Viktor Shuvalov has died at the age of 97 ©Getty Images

Olympic gold medallist Viktor Shuvalov, the last survivor from the Soviet Union ice hockey teams from the 1950s, has passed away at the age of 97 in Moscow after complications with COVID-19.

The news was confirmed by the Russian Ice Hockey Federation.

Shuvalov was born in 1923 and first took to ice in the central Russian city of Chelyabinsk.

He began playing for the city's bandy team, Zherzhinets, in 1947, but soon changed to ice hockey following the success of the inaugural Soviet Ice Hockey Championship in the 1946-1947 season.

From 1951 to 1953, he won three Soviet Championships with VVS Moscow, before it merged to become the dominant force in Russian ice hockey, CSKA Moscow.

From 1955 to the dissolution of the league in 1992, CSKA Moscow won 29 league titles.

Shuvalov made his debut for the national team at the 1954 World Championship in Stockholm where he helped the Soviets win gold, and he repeated the feat two years later when his side made its Olympic ice hockey debut at Cortina d'Ampezzo 1956.

Shuvalov scored two goals in the 1954 world final against Canada in a 7-2 victory.

The Soviets also claimed their first Olympic gold in Cortina against the Canadians, winning 2-0.

Shuvalov's career would have never reached the heights it did had he boarded a plane in 1950 with VVS Moscow team-mates, which crashed and killed all 19 people on board. 

He was forbidden from travelling after head coach Vasili Stalin feared an angry reaction from home Dzerzhinets fans if they saw their home favourite in opposition colours.

Despite his 1956 success, Shuvalov was not invited back to the national team and played two more seasons of club ice hockey with CSKA and for Kalinin, the latter a club he coached at for five seasons.

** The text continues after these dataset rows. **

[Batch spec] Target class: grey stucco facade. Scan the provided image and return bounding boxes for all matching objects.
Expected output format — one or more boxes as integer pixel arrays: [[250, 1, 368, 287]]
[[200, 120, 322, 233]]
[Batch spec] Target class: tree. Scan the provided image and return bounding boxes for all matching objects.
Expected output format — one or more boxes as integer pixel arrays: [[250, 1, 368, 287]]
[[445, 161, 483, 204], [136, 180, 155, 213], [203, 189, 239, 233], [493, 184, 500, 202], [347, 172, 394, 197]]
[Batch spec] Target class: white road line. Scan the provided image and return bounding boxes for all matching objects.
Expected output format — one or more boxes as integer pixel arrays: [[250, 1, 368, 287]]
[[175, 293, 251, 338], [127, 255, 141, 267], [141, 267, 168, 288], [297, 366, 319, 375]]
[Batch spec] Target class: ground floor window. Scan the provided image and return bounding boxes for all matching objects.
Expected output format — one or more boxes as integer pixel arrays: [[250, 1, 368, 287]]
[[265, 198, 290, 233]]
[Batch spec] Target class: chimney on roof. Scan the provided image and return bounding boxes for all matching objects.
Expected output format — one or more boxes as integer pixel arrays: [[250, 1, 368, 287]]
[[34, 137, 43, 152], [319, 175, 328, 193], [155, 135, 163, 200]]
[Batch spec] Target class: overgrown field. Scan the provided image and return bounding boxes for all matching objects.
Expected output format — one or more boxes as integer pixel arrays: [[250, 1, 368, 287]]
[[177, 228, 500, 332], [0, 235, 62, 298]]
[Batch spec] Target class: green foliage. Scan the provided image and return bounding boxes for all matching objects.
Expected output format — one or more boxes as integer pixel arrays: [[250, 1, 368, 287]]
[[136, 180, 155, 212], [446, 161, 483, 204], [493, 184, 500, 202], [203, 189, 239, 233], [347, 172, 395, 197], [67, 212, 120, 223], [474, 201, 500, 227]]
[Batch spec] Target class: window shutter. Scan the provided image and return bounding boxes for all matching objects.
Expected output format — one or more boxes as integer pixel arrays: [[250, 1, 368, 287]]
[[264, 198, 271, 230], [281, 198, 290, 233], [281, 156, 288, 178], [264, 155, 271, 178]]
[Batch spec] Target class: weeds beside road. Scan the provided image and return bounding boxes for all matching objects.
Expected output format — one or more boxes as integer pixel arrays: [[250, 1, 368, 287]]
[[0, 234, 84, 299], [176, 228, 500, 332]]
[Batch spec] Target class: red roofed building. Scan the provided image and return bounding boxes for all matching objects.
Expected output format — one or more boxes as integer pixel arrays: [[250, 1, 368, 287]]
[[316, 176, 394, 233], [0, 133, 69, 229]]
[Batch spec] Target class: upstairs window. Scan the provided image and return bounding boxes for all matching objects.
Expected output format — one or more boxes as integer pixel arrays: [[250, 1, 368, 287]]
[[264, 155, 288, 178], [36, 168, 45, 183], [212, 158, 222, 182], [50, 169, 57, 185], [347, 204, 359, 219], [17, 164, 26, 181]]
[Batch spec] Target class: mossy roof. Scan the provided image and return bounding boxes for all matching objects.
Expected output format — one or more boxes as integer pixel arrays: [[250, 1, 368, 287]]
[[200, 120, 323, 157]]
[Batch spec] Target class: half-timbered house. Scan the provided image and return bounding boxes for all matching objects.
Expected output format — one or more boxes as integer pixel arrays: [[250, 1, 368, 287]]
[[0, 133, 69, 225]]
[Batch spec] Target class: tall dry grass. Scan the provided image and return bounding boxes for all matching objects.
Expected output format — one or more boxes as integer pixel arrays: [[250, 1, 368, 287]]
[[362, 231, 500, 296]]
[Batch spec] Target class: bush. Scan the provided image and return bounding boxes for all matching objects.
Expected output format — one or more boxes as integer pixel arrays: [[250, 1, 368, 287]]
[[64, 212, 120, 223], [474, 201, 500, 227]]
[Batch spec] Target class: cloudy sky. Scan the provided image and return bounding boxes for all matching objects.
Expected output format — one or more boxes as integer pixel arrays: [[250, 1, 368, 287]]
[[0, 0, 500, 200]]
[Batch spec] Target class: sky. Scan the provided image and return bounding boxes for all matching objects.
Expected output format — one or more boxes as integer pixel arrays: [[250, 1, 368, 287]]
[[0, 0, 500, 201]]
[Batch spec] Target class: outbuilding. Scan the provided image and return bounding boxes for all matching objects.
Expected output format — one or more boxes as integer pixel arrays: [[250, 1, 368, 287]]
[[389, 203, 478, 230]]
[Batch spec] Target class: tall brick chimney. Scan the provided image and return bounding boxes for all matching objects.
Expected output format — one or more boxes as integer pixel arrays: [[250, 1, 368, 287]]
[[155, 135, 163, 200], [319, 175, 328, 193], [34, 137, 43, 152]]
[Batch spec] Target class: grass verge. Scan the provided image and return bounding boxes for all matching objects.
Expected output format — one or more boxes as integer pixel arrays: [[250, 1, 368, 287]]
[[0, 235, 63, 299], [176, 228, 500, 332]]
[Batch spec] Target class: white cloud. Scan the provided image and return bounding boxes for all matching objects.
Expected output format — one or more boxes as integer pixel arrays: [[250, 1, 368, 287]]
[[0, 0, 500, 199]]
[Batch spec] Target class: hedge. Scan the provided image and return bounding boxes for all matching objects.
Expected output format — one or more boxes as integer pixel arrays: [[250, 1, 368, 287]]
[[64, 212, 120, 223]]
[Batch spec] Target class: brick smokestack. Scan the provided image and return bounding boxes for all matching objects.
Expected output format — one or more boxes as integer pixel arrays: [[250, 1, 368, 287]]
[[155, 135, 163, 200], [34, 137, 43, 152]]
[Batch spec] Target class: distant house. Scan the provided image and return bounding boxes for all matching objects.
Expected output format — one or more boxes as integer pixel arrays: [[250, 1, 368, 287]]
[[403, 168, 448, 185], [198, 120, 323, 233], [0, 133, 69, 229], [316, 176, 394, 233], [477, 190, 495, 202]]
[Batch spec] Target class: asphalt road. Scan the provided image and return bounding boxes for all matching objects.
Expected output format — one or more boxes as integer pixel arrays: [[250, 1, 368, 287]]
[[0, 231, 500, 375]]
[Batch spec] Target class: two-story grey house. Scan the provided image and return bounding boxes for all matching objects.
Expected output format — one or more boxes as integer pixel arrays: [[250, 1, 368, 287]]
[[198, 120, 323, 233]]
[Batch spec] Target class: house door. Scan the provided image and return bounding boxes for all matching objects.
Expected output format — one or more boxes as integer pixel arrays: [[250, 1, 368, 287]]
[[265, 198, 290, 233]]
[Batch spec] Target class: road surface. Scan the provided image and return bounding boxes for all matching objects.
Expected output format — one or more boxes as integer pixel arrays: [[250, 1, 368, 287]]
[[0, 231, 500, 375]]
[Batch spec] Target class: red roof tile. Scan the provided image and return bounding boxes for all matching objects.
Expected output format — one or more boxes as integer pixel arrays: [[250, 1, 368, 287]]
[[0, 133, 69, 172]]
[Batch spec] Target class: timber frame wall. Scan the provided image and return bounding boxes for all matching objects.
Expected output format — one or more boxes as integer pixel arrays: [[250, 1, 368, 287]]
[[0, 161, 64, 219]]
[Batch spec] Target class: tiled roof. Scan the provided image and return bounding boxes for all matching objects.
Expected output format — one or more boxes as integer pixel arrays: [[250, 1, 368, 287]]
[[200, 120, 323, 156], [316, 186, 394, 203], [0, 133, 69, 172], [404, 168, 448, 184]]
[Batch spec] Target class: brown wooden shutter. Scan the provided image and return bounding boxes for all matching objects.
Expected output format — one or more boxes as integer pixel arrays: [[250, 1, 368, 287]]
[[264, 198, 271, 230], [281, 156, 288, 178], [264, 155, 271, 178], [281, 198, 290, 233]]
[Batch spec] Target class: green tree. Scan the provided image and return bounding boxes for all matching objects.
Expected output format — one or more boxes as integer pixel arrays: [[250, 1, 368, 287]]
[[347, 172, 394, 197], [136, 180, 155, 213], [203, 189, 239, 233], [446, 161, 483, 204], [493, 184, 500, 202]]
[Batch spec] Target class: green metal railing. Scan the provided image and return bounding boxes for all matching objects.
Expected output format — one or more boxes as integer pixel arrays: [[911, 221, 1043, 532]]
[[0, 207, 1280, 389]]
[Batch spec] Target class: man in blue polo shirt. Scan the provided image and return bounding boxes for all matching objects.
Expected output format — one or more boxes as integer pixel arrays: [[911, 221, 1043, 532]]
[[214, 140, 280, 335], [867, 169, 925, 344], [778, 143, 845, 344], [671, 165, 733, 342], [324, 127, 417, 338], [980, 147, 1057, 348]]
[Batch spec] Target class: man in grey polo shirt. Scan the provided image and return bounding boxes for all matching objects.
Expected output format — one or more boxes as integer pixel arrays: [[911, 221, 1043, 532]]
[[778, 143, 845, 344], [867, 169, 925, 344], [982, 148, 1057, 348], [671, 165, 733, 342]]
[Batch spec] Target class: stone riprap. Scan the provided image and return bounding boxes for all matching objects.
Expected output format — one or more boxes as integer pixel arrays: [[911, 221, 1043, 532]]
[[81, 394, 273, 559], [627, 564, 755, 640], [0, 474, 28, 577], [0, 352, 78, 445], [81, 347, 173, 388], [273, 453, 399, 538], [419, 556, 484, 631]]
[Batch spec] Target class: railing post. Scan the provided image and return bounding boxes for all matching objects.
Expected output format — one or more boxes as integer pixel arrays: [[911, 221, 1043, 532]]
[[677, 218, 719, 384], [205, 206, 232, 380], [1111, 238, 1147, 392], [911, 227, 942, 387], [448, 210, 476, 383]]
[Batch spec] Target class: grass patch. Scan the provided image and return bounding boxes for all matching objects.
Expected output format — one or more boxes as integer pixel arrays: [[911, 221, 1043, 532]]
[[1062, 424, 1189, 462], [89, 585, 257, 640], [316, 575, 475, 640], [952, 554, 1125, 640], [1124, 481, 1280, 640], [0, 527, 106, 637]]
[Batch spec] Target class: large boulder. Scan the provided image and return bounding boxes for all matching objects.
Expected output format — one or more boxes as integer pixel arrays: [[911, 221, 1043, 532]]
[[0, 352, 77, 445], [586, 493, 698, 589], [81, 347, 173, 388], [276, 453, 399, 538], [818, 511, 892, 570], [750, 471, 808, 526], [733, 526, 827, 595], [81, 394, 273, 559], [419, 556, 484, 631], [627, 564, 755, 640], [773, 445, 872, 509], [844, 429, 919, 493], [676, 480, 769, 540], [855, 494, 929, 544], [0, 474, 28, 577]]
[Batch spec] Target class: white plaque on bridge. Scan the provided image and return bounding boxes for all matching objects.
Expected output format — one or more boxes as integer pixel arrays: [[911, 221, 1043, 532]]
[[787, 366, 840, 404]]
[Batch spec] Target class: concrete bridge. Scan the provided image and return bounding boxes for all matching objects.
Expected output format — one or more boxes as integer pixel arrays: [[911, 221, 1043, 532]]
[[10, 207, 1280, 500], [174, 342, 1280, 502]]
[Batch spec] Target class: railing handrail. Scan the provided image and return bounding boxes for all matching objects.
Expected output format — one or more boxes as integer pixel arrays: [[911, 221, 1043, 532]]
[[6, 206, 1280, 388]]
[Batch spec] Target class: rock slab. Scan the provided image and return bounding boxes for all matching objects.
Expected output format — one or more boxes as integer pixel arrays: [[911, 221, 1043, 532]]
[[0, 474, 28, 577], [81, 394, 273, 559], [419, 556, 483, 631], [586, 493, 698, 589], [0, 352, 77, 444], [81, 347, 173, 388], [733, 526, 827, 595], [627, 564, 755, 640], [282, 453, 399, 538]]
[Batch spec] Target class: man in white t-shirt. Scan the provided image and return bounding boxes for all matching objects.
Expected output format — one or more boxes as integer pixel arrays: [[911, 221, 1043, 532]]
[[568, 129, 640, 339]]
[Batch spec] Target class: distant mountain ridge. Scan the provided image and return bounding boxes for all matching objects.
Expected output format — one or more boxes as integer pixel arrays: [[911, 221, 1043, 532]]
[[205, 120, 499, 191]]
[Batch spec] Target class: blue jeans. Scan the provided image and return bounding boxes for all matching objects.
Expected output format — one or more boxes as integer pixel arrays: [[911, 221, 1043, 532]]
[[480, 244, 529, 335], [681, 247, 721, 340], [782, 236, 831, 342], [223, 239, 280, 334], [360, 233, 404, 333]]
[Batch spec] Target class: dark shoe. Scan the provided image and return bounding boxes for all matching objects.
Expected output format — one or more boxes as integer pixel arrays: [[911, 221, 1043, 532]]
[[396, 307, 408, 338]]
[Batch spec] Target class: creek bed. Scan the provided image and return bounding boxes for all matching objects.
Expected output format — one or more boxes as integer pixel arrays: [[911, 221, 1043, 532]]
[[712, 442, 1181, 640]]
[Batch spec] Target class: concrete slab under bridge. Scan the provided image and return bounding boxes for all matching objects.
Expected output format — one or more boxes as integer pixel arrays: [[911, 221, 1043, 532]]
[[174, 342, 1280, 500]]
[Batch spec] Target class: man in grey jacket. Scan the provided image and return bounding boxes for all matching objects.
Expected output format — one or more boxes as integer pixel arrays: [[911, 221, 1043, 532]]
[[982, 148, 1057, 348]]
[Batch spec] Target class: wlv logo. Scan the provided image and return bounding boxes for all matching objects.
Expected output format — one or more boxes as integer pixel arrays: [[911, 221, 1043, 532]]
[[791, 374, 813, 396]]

He also had a spell coaching the Romanian national team and worked in the youth systems at Khimik Voskresensk and Spartak Moscow.

During the 1990s, he sold his Olympic gold medal due to financial difficulties, but was reunited with it in 2014 when it was purchased for him.

Two-time Olympic champion Boris Mikhailov paid tribute to him.

"Shuvalov was a great player, the last of the Mohicans," said Mikhailov.

"That era - Shuvalov, Babich, Bobrov, Guryshev, Kuchevsky.

"Shuvalov was a player who established and glorified Russian hockey.

"I was fortunate enough to play against him at the very start of my career when CSKA's juniors had a traditional end-of-season game against the veterans.

"In his later years, Shuvalov talked a lot of sense about hockey in general and the issues facing the modern game in particular.

"He followed the game closely, he understood everything.

"It's a sad day, the last representative of that era is gone."